The letter arrived on a Thursday.

Plain white envelope. No return address. But the moment I saw it, something in my gut twisted.

I opened it in my office at work, away from Lina. Away from the happiness we’d been building.

Mr. Santoro,

We’ve been conducting a routine follow-up investigation regarding your green card application. Some inconsistencies have come to our attention that require clarification. Specifically, we’ve received an anonymous tip regarding the nature of your marriage to Lina Moreno.
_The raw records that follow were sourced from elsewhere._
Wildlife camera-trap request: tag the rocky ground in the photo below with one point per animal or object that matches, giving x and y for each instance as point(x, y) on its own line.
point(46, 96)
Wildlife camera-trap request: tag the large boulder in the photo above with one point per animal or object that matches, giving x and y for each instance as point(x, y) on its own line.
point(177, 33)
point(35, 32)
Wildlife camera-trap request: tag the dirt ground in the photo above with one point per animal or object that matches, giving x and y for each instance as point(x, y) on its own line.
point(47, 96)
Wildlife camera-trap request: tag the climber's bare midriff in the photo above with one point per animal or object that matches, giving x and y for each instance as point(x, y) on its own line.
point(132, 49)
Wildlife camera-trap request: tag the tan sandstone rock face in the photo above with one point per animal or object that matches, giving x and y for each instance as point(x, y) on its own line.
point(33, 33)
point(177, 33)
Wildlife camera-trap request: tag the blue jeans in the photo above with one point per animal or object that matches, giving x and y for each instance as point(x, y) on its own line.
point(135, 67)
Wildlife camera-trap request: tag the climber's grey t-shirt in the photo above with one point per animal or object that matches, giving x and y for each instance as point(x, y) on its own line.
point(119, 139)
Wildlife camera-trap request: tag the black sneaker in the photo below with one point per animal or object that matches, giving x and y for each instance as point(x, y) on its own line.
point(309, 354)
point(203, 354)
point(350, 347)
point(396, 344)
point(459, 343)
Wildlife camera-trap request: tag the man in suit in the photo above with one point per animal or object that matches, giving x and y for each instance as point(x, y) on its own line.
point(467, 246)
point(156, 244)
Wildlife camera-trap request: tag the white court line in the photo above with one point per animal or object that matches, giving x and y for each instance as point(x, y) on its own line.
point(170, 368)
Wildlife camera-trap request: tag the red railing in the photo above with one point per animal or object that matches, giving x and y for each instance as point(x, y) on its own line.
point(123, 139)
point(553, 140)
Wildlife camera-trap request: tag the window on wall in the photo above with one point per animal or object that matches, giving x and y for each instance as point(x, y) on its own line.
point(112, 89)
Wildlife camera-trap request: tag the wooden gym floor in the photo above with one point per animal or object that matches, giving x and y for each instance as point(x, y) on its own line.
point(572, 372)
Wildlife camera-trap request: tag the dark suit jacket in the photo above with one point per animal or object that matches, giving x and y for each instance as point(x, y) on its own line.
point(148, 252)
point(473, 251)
You are required to appear for a secondary interview on November 18th at 9 AM. Failure to appear will result in immediate suspension of your application and potential deportation proceedings.

Regards, U.S. Citizenship and Immigration Services

My hands shook as I read it again. And again.

Anonymous tip. Someone had reported us. Someone knew the marriage had started as fraud.

But who?


LINA’S POV

I knew something was wrong the moment Seb came home.

He was quiet. Too quiet. Moving through the apartment like a ghost, avoiding eye contact.

“What happened?” I asked.

“Nothing.”

“Seb, I can tell when you’re lying. What happened?”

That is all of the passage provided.